Then, even more remarkably, as increased federal spending on virtually all non-defence programmes remained the hallmark of Obama fiscal policy, defence budgets began suffering further enormous hits. If in the 2008 campaign Obama had openly proposed military spending reductions of the magnitude now being contemplated, Republican opposition would have been full-throated. Instead, after the Tea Party successes in the 2010 congressional elections, Obama used the cover of reducing expenditures, deficits and taxes generally to outwit and out-negotiate Republicans into military spending cuts that even his own Defense Secretary, Leon Panetta, finds unacceptable.
Obama's policies and debilitating budget cuts reflect the views of former Defense Secretary Robert Gates on the nature of the threats that America and its allies will face in the near future. Proving yet again that generals tend to fight the last war, Gates and his aides concluded from Afghanistan and Iraq that future wars would most likely be counter-insurgency or counter-terrorist scenarios. No more Cold War-era spectres of Soviet-armoured thrusts through the Fulda Gap and over the northern European plains, or World War II-style armadas clashing at sea.
That future means de-emphasising "heavy" fighting requirements like armour, artillery and large infantry formations, as well as high-firepower air and naval platforms. Instead, stand-off weapons and assets like cruise missiles and drones, and light, quick special operations forces will be the new norm. Of course, this restructuring of the force also conveniently conforms to the smaller, less visible, less "aggressive" US military posture that suits the Obama Weltanschauung, so Gates was seamlessly kept on to serve in his Administration.

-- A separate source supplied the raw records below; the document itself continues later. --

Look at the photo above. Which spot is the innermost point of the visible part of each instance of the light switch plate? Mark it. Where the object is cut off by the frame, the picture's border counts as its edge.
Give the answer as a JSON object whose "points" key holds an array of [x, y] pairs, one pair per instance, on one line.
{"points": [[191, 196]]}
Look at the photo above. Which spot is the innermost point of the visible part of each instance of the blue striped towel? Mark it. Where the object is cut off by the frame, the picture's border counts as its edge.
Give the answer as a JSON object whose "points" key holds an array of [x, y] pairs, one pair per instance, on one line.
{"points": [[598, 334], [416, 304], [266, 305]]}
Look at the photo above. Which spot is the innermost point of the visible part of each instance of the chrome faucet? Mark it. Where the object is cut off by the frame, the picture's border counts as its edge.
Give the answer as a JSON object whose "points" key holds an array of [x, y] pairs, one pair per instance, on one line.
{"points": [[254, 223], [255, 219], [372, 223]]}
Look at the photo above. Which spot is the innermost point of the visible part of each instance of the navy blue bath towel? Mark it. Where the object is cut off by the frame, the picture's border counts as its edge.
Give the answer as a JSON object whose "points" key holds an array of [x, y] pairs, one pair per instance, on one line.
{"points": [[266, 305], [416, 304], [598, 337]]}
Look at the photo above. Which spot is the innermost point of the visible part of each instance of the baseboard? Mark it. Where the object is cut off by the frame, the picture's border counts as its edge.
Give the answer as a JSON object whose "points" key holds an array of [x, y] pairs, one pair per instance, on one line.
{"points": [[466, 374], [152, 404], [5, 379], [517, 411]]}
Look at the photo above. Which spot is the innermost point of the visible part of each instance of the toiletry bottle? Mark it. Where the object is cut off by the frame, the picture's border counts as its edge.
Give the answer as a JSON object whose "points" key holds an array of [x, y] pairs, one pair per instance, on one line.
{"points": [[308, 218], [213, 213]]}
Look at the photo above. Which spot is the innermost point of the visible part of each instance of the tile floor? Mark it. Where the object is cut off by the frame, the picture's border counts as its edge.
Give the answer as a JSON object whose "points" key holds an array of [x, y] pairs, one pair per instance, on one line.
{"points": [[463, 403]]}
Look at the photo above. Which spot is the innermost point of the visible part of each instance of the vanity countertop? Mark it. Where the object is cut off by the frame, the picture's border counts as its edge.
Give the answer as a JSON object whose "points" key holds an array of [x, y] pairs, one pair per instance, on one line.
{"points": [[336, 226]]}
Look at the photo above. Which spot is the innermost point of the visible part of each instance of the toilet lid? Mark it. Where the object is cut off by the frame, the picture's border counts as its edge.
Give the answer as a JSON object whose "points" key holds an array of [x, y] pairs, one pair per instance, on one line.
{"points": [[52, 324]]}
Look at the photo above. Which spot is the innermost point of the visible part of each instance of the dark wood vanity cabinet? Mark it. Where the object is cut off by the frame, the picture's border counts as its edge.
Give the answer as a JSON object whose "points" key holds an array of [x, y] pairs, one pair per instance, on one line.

Unfortunately, virtually all of this, from the broad vision to the tactical details, is profoundly mistaken. Like the erroneous idea that the Cold War's end would bring a "peace dividend" that could be "spent" on domestic programmes without adverse security consequences, the idea that a second radical downsizing of US capabilities will avoid political and military effects is pernicious. Although Obama and his acolytes may want to escape unpleasant reality, force remains critical to national security. Using it, threatening to use it, being prepared to use it, or simply having it remain the sine qua non for a superpower with global interests, friends and allies. Obama might have been excused in his days in faculty lounges and the Illinois legislature for not grasping this correlation, but it is truly remarkable he has spent nearly three and a half years as President and still doesn't understand it.